Jahre, Jahre, Jahre lang!

Ich habe meine ganze Jugend dafür hingegeben ... meine Haare fangen an grau zu werden ... ich schweige jetzt nicht mehr ... einmal mußte diese Stunde kommen! ... und ich sage jetzt:

 

Ich habe recht, nicht ihr!

Euer ganzes Dasein ist bloßes Geschwätz und Scheinmacherei!
ihr wollt gar nicht hinaus über eure Kleinlichkeiten! es ist euch wohl dabei! ihr wollt gar nichts anderes!
und all die hohen Dinge, die ihr im Munde führt und als Aushängeschild und Deckmantel gebraucht:
es ist euch niemals Ernst damit gewesen!

Ich sage das euch allen und der ganzen Welt! ich habe mir das Recht dazu erlitten: Es ist euch niemals Ernst damit gewesen!

 

Aber bleibt bei eurem Kram! bleibt bei eurem Schwindel! treibt es weiter, wie ihr mögt!
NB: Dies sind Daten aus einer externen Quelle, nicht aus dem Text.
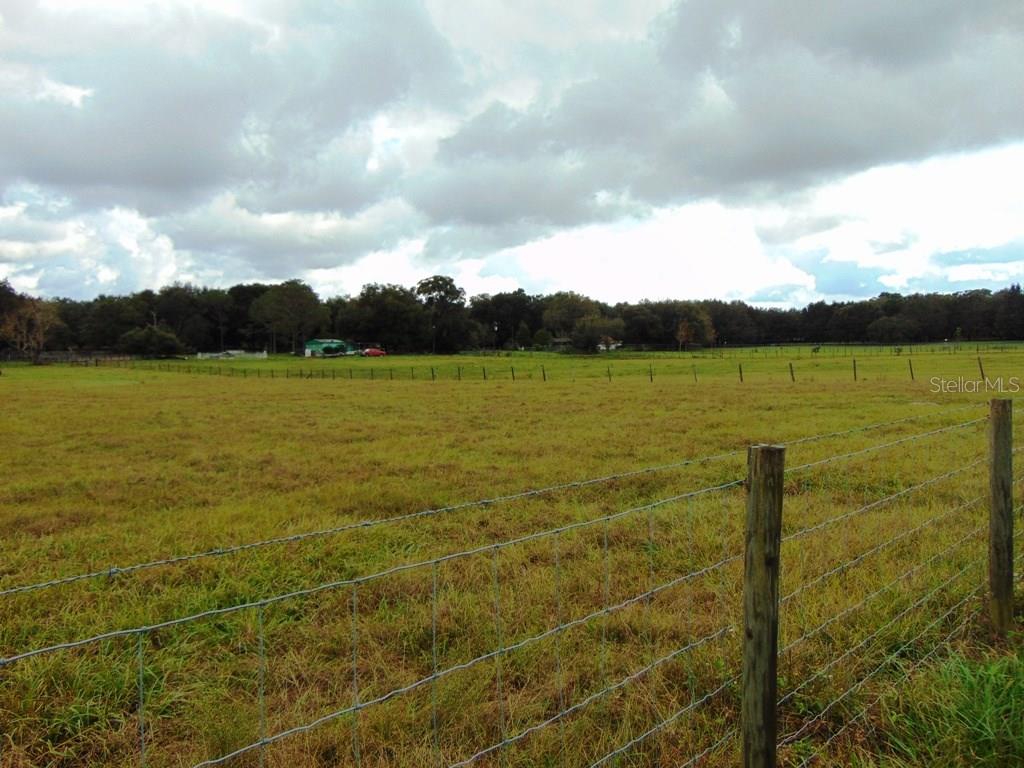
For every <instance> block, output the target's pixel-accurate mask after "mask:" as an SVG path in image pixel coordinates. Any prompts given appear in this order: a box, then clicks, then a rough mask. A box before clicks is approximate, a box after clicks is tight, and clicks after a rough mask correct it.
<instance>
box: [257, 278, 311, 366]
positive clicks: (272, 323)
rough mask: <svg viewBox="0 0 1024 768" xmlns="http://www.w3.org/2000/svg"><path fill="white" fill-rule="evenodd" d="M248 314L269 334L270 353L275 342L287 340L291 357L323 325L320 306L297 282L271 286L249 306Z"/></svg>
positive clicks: (301, 350)
mask: <svg viewBox="0 0 1024 768" xmlns="http://www.w3.org/2000/svg"><path fill="white" fill-rule="evenodd" d="M249 313H250V315H251V316H252V318H253V319H254V321H255V322H256V323H259V324H260V325H262V326H263V327H264V328H266V329H267V330H268V331H269V333H270V335H271V346H272V347H273V350H274V351H276V350H278V341H279V339H287V340H288V341H289V345H290V348H291V351H292V354H300V353H301V352H302V348H303V345H304V344H305V340H306V339H307V338H308V337H309V335H310V334H312V333H313V332H315V331H316V330H317V329H319V328H321V327H322V326H325V325H327V313H326V311H325V310H324V306H323V304H321V301H319V299H318V298H317V296H316V294H315V293H313V290H312V289H311V288H310V287H309V286H307V285H306V284H305V283H303V282H302V281H300V280H290V281H287V282H285V283H281V284H280V285H276V286H271V287H270V288H269V289H267V291H265V292H264V293H263V294H262V295H261V296H260V297H259V298H258V299H256V300H255V301H254V302H253V303H252V306H251V307H250V310H249Z"/></svg>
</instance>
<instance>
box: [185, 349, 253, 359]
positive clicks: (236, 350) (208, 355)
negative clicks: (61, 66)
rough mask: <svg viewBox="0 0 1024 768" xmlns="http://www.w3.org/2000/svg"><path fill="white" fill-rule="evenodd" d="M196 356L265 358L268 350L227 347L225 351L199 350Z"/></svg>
mask: <svg viewBox="0 0 1024 768" xmlns="http://www.w3.org/2000/svg"><path fill="white" fill-rule="evenodd" d="M196 357H197V358H198V359H201V360H231V359H236V360H265V359H266V350H265V349H264V350H263V351H262V352H247V351H245V350H244V349H225V350H224V351H223V352H199V353H198V354H197V355H196Z"/></svg>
Seid und werdet, wer und was und wie ihr wollt!
ich will endlich werden, der ich bin!
und gehe jetzt den Weg, den ich für den rechten halte!
und wenn es auch nur Zwei sind oder Drei, die mit mir kommen ... ich schaffe meine Welt jetzt über euch hinweg!
mein Glaube ist stolzer, als der eure! und er ... siegt!